A medio año de haber llegado a la Casa de Gobierno, el quintelismo solo puede mostrar como propio el plan de los plantines que lleva adelante el secretario de Agricultura, Ernesto Pérez.

En 180 días de gobierno, la administración provincial tuvo entre sus manos $18.000 millones por coparticipación federal y casi $4.000 millones por recursos extras. De esa forma, $22.000 millones, una cifra astronómica, han circulado en los pasillos gubernamentales.

La Intendenta pudo romper la hegemonía peronista en el municipio y fundamentalmente, el machismo en los sillones de poder. Es la primera mujer en liderar el principal departamento de la provincia entre la jauría quintelista y la buena relación institucional con el gobernador.

Hasta ahora no pudo mostrar más allá debido que las arcas municipales están como los bolsillos de los trabajadores públicos y el futuro es poco alentador en una provincia que no se caracteriza por la audacia para llevar adelante planes gubernamentales propios. Desde siempre se espera que la Nación mande el dinero.

Alberto Fernández llegará el viernes a La Rioja para reinaugurar una planta textil y luego se irá a Catamarca. Así continuará con su gira nacional, tras los seis meses en la Casa Rosada.

Quintela lo esperará con los brazos abiertos y con algunas carpetas de pedidos en una Argentina que camina desde hace años en el default. Más allá que no se quiera discutir, el Modo Pandemia le sirvió al gobernador para ganar tiempo, con el fin de conocer el submundo de la cosa pública, al tiempo que hace tres meses que tiene parada la administración pública.
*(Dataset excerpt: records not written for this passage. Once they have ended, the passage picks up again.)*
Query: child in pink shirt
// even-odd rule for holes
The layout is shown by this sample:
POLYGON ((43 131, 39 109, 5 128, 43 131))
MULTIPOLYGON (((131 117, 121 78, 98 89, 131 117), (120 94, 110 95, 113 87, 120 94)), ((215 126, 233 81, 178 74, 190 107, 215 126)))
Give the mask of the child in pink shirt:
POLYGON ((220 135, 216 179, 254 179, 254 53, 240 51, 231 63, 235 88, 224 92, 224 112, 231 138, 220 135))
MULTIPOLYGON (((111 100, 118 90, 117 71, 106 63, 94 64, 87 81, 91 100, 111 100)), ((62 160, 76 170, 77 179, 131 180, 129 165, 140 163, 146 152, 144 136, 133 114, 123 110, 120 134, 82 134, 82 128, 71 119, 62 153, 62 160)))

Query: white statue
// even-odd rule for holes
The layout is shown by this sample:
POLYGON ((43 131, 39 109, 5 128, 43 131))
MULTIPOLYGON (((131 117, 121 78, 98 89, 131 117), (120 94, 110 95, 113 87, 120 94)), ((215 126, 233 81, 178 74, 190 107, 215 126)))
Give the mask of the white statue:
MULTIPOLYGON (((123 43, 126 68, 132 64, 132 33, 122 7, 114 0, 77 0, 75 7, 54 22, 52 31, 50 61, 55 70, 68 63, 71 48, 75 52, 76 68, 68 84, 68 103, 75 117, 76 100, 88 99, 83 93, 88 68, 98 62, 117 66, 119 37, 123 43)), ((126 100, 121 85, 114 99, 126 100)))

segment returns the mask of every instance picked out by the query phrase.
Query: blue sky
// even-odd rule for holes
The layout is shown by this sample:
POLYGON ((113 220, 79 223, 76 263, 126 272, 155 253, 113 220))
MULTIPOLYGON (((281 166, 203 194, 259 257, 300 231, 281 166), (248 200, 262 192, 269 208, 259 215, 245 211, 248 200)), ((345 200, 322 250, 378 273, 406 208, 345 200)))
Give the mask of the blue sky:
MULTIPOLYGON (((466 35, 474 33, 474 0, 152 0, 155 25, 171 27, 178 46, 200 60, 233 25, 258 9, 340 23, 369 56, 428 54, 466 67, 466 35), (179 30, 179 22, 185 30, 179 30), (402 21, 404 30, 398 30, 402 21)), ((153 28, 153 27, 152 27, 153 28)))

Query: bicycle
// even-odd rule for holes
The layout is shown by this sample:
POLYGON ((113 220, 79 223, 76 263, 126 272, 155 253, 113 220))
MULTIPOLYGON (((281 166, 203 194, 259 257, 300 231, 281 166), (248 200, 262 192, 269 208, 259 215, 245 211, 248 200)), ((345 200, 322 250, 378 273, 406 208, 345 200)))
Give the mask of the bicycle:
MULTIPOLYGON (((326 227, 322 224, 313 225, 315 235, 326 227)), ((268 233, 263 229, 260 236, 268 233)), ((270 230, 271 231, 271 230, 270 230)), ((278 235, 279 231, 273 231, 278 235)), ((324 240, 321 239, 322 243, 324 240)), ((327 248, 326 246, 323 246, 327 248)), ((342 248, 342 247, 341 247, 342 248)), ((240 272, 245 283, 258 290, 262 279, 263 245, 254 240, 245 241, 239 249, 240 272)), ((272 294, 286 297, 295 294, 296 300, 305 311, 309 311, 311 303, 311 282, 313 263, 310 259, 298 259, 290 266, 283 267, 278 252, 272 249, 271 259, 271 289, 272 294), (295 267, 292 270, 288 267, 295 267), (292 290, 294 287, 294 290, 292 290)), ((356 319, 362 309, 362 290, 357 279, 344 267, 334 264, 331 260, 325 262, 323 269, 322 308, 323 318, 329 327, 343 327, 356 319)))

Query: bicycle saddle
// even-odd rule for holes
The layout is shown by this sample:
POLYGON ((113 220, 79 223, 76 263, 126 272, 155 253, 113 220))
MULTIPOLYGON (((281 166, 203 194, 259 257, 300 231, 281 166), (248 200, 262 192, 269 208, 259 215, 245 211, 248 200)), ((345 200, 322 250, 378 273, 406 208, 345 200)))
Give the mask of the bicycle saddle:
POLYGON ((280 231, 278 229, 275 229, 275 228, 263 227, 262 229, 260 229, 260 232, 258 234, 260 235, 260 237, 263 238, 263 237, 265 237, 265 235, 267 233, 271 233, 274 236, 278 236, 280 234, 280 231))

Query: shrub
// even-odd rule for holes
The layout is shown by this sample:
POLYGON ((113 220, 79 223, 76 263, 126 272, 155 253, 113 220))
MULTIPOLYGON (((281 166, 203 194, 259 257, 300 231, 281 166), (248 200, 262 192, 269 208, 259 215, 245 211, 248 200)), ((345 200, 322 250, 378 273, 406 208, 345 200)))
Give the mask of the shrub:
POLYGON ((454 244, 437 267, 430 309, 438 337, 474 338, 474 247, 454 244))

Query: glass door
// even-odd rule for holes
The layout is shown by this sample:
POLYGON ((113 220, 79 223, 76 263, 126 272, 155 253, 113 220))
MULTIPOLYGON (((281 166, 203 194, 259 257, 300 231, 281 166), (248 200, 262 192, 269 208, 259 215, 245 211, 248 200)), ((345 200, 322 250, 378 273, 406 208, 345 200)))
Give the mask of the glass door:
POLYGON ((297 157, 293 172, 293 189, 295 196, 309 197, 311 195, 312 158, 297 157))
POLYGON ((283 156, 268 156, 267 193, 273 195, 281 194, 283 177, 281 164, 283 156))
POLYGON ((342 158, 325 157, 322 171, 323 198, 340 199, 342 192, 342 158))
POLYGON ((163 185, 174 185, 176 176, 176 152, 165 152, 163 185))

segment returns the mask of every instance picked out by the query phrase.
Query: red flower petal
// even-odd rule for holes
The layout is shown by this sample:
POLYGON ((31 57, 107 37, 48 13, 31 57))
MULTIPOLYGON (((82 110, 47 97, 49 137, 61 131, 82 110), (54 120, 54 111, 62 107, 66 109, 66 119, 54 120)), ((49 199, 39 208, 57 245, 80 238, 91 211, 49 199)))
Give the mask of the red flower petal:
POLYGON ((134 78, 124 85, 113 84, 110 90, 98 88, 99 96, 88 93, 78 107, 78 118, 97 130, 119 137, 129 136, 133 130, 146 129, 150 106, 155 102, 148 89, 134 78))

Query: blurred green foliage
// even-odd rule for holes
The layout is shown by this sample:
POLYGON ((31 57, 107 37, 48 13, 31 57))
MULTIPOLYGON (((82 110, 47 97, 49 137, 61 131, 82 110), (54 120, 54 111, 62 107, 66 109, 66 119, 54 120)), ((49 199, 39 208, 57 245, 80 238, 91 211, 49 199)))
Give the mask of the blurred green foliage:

Brizuela y Doria está su momento que le toca ser protagonista entre los recelos radicales por su acercamiento institucional con la Casa de Gobierno y estar sola en el desierto de la política riojana, ya que todos los demás jefes comunales son peronistas.

Han transcurrido 180 días desde el 10 de diciembre hasta la fecha en un país, en una provincia y en una ciudad que no hay nada para festejar, y lo más triste que cuando se cumpla un año, tampoco.